Salma () is a village in northwestern Syria, administratively part of the Latakia Governorate, located northeast of Latakia. Nearby localities include Mashqita and Ayn al-Bayda to the west, al-Haffah to the southwest, Aramo and Slinfah 12 km to the south, and Kinsabba to the north. According to the Syria Central Bureau of Statistics, Salma had a population of 2,131 in the 2004 census. Its inhabitants and those of the Jabal al-Akrad area are predominantly Sunni Muslims, although about 80% of the Latakia District's residents are Alawites.

Salma is well known for its dry climate and its plentiful clean water. It is situated about 800 meters above sea level. Prior to the Baathist takeover of Syria in the 1960s, Salma was one of the few places in the coastal mountain region to be electrified and connected to a grid.

Syrian civil war

During the Syrian civil war, as of late July 2012 the FSA controlled the town, whose population has mostly left (part to Latakia city and part to Turkey). The FSA said that they were able to hold on to Salma thanks to its mountainous nature and the fact that it is surrounded by Sunni villages. It was on the front line of fighting in Latakia Governorate between rebels and government forces for a lengthy period of time. In November 2013, reporter Jonathan Steele claimed that the town was the Latakia governorate headquarters of both al-Nusra Front and the Islamic State of Iraq and the Levant.

On 9 November 2015, it was reported that for over a month the Syrian Armed Forces had conducted several small military operations inside the Latakia Governorate in order to prepare for a much larger battle that was expected to take place in the rebel stronghold of Salma.

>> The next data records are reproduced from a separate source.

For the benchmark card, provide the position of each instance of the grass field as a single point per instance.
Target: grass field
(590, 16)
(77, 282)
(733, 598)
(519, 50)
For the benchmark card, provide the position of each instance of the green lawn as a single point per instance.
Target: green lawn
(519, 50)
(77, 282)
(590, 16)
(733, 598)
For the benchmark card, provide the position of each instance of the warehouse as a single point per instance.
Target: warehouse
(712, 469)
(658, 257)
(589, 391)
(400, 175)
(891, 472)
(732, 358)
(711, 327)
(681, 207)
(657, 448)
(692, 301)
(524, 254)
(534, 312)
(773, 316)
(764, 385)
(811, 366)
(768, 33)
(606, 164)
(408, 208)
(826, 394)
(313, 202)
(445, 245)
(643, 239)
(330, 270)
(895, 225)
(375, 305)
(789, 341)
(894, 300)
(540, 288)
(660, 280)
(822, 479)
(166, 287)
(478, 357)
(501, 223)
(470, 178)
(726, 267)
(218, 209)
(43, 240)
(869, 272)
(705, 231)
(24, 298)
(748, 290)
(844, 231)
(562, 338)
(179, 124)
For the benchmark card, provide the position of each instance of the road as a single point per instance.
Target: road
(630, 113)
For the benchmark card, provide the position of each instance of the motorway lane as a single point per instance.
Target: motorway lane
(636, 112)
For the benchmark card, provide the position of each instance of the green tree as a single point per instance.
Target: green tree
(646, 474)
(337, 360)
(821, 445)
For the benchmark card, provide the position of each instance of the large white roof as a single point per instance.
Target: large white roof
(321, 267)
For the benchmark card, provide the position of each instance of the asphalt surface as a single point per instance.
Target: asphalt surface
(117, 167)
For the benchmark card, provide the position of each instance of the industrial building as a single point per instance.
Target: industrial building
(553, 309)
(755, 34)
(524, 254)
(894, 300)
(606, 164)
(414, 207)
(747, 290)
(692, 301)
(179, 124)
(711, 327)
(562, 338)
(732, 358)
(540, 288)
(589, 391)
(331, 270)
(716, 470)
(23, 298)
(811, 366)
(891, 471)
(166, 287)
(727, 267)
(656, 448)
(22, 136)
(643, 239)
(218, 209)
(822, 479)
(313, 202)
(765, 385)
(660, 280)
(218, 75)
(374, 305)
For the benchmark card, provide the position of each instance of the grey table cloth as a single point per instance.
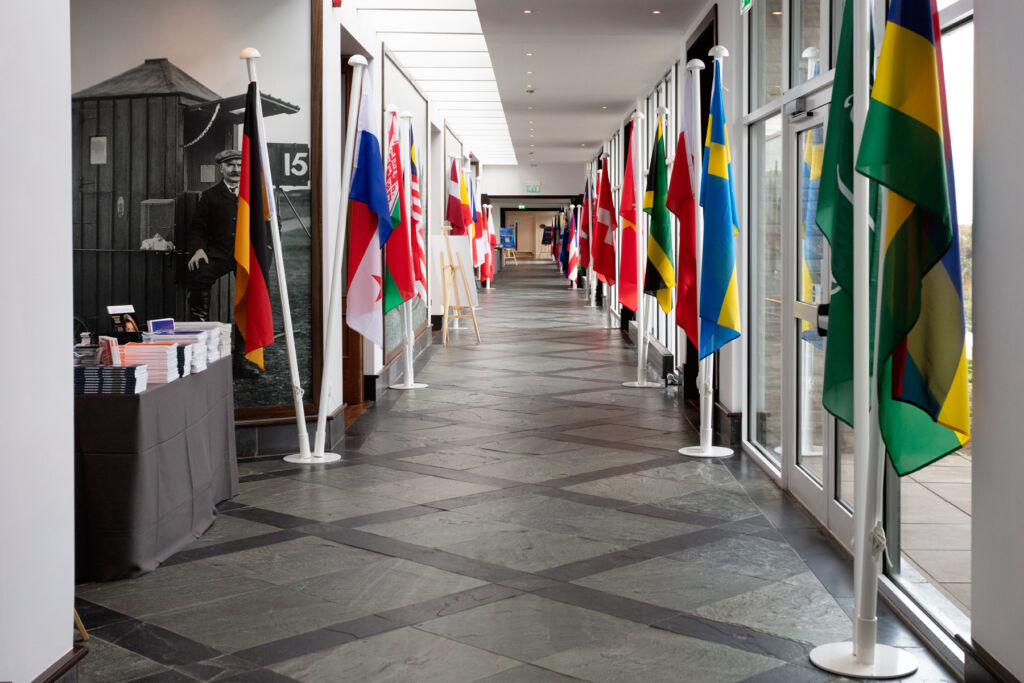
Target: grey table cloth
(148, 470)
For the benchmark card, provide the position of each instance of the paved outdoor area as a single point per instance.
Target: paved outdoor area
(524, 518)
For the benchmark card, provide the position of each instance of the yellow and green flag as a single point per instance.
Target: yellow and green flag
(660, 274)
(923, 396)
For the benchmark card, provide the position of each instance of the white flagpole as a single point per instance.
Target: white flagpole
(408, 335)
(863, 657)
(641, 381)
(250, 54)
(357, 62)
(706, 368)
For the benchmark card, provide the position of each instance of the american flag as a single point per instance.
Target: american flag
(419, 246)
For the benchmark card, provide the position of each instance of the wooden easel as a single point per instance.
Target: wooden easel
(454, 310)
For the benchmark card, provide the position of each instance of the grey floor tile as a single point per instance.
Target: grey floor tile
(798, 608)
(529, 628)
(109, 664)
(670, 584)
(252, 619)
(649, 654)
(406, 654)
(386, 584)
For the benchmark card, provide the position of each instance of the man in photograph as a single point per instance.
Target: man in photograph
(210, 237)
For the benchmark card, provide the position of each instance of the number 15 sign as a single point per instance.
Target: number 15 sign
(289, 164)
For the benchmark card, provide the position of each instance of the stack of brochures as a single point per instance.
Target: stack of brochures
(161, 357)
(111, 379)
(197, 341)
(218, 337)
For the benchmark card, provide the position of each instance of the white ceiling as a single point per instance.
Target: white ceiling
(586, 54)
(591, 59)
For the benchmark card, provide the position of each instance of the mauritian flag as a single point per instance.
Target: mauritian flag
(371, 218)
(922, 364)
(453, 213)
(252, 241)
(719, 291)
(398, 278)
(660, 276)
(628, 244)
(416, 222)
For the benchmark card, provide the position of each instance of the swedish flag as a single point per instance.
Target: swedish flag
(719, 290)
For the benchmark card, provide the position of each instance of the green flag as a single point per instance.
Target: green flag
(835, 219)
(660, 275)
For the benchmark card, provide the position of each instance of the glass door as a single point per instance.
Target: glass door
(811, 456)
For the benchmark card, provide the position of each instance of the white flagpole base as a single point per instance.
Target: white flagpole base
(710, 452)
(839, 658)
(299, 459)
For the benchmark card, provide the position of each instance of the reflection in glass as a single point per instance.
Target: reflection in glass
(811, 425)
(810, 39)
(766, 290)
(766, 52)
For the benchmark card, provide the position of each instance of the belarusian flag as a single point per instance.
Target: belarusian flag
(453, 213)
(416, 221)
(252, 241)
(604, 236)
(628, 245)
(398, 279)
(371, 217)
(922, 365)
(682, 203)
(660, 275)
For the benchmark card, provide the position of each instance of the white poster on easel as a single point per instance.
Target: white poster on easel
(460, 246)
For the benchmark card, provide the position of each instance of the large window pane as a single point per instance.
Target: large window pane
(766, 286)
(766, 52)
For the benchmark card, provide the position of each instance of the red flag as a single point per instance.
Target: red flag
(628, 245)
(454, 213)
(585, 228)
(252, 243)
(604, 231)
(681, 202)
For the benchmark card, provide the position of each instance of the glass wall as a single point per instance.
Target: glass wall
(765, 340)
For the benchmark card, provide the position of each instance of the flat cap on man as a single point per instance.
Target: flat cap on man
(226, 156)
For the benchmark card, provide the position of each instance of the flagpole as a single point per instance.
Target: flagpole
(863, 656)
(357, 62)
(706, 367)
(250, 54)
(408, 336)
(641, 382)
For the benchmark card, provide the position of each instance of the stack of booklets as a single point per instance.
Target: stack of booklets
(218, 337)
(161, 357)
(111, 379)
(197, 341)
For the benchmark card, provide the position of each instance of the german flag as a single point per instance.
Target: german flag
(252, 242)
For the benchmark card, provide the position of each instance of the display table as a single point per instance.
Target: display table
(148, 470)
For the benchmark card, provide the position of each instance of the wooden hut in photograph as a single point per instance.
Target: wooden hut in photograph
(143, 146)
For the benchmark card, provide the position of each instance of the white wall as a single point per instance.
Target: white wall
(37, 541)
(554, 178)
(997, 609)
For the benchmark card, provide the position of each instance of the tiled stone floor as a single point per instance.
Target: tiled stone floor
(525, 518)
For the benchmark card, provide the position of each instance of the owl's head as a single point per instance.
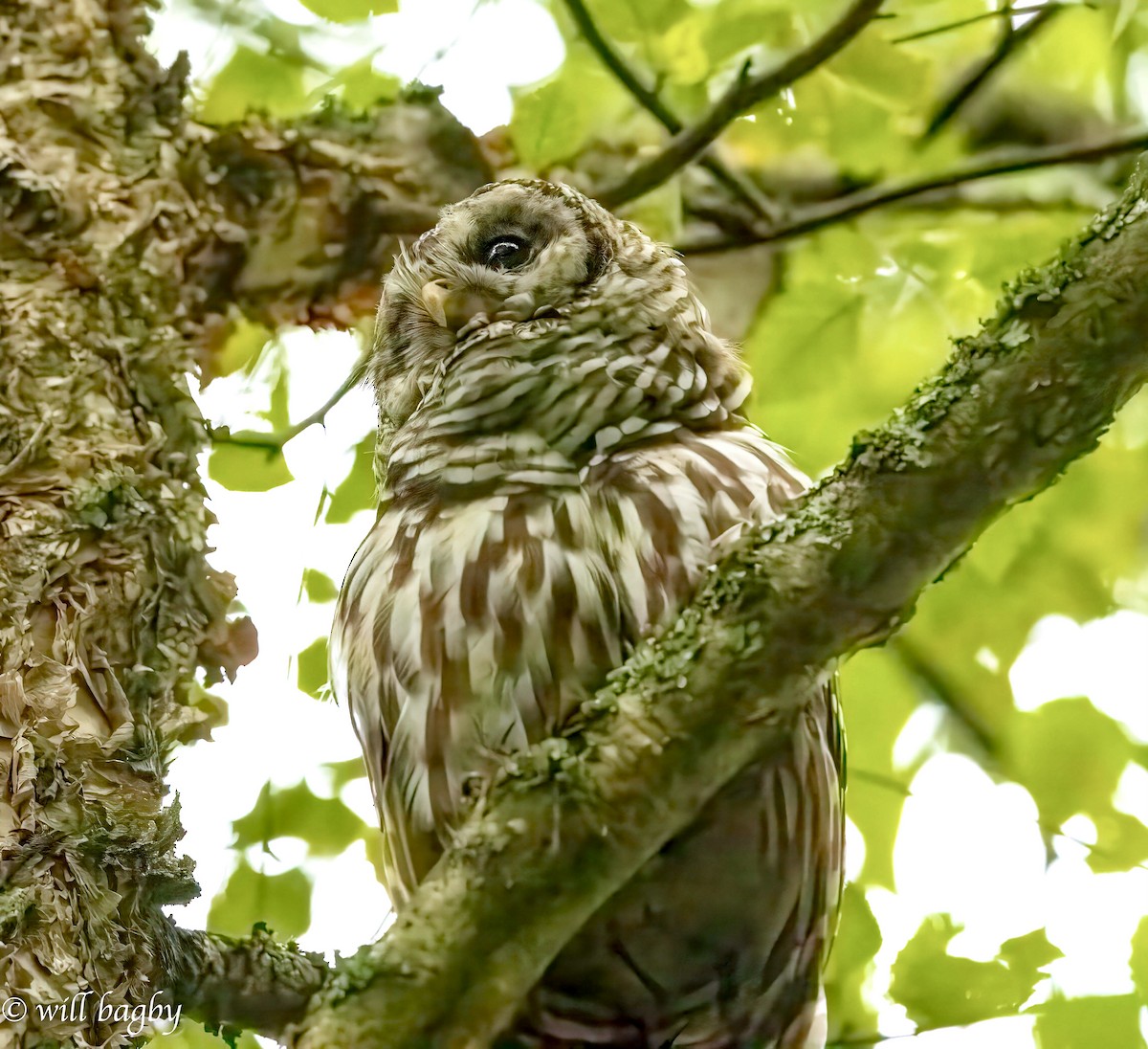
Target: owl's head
(521, 251)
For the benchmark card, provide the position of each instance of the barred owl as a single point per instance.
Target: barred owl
(562, 457)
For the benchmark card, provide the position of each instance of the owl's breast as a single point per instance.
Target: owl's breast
(472, 629)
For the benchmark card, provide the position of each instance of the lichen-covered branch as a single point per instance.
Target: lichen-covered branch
(573, 818)
(819, 216)
(257, 982)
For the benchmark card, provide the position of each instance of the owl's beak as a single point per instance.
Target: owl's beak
(454, 308)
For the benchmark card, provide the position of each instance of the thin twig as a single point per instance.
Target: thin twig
(818, 216)
(942, 691)
(278, 437)
(1008, 45)
(651, 101)
(961, 23)
(744, 93)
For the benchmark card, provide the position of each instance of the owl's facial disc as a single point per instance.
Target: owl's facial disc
(453, 304)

By the end of November, the capture of Kafr Dulbeh and Katf Al-Ghaddar had brought the Syrian Armed Forces forces to the gates of Salma. On 12 January 2016, the Syrian army with allies recaptured the town of Salma and the nearby village of Tirtyah.  Rebels said the town was subjected to intense Russian airstrikes and that most remaining residents had fled towards the Turkish border.